Hommage à mon papa… le plus FORT!

Pour la fête des Pères, j’ai bien sûr envoyé une petite carte électronique à mon papa qui est au Québec. Mais, compte tenu des circonstances actuelles, j’ai aussi décidé de lui rendre un petit hommage.

Parce que mon papa, bien c’est le plus fort. Pas physiquement, oh non! Pour cet aspect-là, il a eu la modestie de laisser les honneurs à d’autres papas ;-). Mon papa, sa force à lui, celle sur laquelle il bat tous les papas, c’est la FORCE DE VIVRE et, conséquence directe, la FORCE D’INSPIRER LA VIE. (Bon d’accord… il est probablement ex aequo avec d’autres papas, mais… j’ai un petit parti pris, vous comprenez…)

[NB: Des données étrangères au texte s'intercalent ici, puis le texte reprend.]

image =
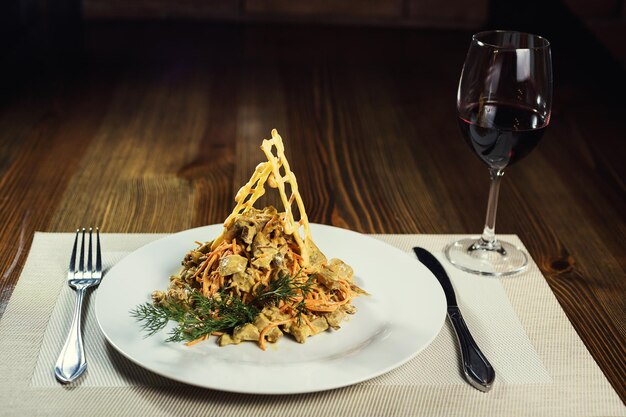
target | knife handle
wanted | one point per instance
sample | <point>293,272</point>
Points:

Parce que mon papa, c’est le typique «bon vivant». En plus de nous balancer de charmants (et moins charmants) calembours à qui mieux mieux, c’était celui qui, lors des partys de famille animait gaiement et dynamiquement le célèbre «Set carré». Il avait aussi sa propre chanson à répondre dont il faisait profiter toute la famille les 31 décembre: Le Père Maturin. Une chanson que mon papa, qui prenait tous ses rôles très au sérieux, mimait également. Si vous ne le saviez pas, le père Maturin, il se promène dans une brouette jusqu’à Québec. Et il perd des morceaux en chemin. Papa se dévêtait donc au rythme des paroles: ses souliers, ses bas, sa cravate, sa chemise, sa ceinture, ses pantalons… BOUHOUHOUHOU! Ici, invariablement, la petite MissK se mettait à pleurer. Elle ne voulait pas que son papa enlève son pantalon devant tout le monde!!!

Les spectateurs présents auraient pu croire que ça faisait partie du spectacle, mais je vous confie que non. J’avais vraiment peur!

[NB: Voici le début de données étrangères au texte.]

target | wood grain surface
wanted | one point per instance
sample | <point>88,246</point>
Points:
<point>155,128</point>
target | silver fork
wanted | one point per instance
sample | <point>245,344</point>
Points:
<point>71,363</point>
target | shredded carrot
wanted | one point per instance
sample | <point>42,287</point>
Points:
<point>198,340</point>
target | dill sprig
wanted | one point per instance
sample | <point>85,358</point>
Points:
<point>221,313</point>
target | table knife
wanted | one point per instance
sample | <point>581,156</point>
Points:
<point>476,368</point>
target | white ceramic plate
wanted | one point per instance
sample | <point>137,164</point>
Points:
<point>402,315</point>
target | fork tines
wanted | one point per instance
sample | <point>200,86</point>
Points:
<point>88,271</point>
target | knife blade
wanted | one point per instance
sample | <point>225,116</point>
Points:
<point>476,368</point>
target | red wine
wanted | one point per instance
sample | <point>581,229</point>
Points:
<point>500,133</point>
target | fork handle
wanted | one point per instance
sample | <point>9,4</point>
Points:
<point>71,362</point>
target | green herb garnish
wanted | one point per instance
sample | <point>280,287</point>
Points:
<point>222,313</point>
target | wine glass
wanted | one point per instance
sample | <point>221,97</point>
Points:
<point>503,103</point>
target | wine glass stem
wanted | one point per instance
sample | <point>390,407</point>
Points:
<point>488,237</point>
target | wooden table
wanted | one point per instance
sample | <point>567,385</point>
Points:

Bref, vous voyez le type de bonhomme. Sportif de patinoire ET de salon, il appréciait tout autant «vivre l’action» que la commenter entre deux gorgées de bière. Il aimait aussi les gens. On recevait régulièrement à souper et on allait souvent chez mes oncles et mes tantes. Du rosbif et du spaghetti… j’en ai mangé!

Puis un jour, tout a basculé. Il avait 40 ans. Je vous épargne les symptômes et les visites médicales parce que du haut de mes 2-3 ans, je ne me souviens pas de grand-chose. Mais je me souviens des nombreuses visites à l’hôpital puis un jour… quelques années plus tard, de ses premières expériences en dialyse. Les deux reins de mon papa avaient décidé de prendre une retraite prématurée. Le seul intérim trouvé pour les remplacer dans leur filtrage sanguin, c’était donc une machine sur laquelle papa devait se brancher environ 4 heures, 3 fois par semaine. Et ce, jusqu’à ce que les médecins trouvent un remplaçant permanent pour les deux retraités. Un greffon, quoi.

Eh bien, papa a été «chanceux»! Le remplaçant a vite été trouvé. À peine quelques semaines après sa première dialyse, les médecins lui ont effectivement transplanté un rein qui fonctionnait à merveille. Je mets «chanceux» entre guillemets, parce qu’à l’autre bout de cette chance, il y a la tristesse d’une famille qui a perdu un être cher. Une famille qui est peut-être relativement heureuse de pouvoir aider des gens dans le besoin grâce au don d’organe – personnellement, je le vivrais ainsi… je me dirais qu’au-delà de toute la douleur que je ressens face à la mort, prématurée ou non, de ce proche, je suis fière qu’il ait décidé de perpétuer la vie en signant sa petite carte! Mais une famille probablement très éplorée. Cela dit, avoir une greffe aussi rapidement, c’est très rare. Certaines personnes doivent faire 1, 3, 5, 10 ans… voire une vie complète de dialyse!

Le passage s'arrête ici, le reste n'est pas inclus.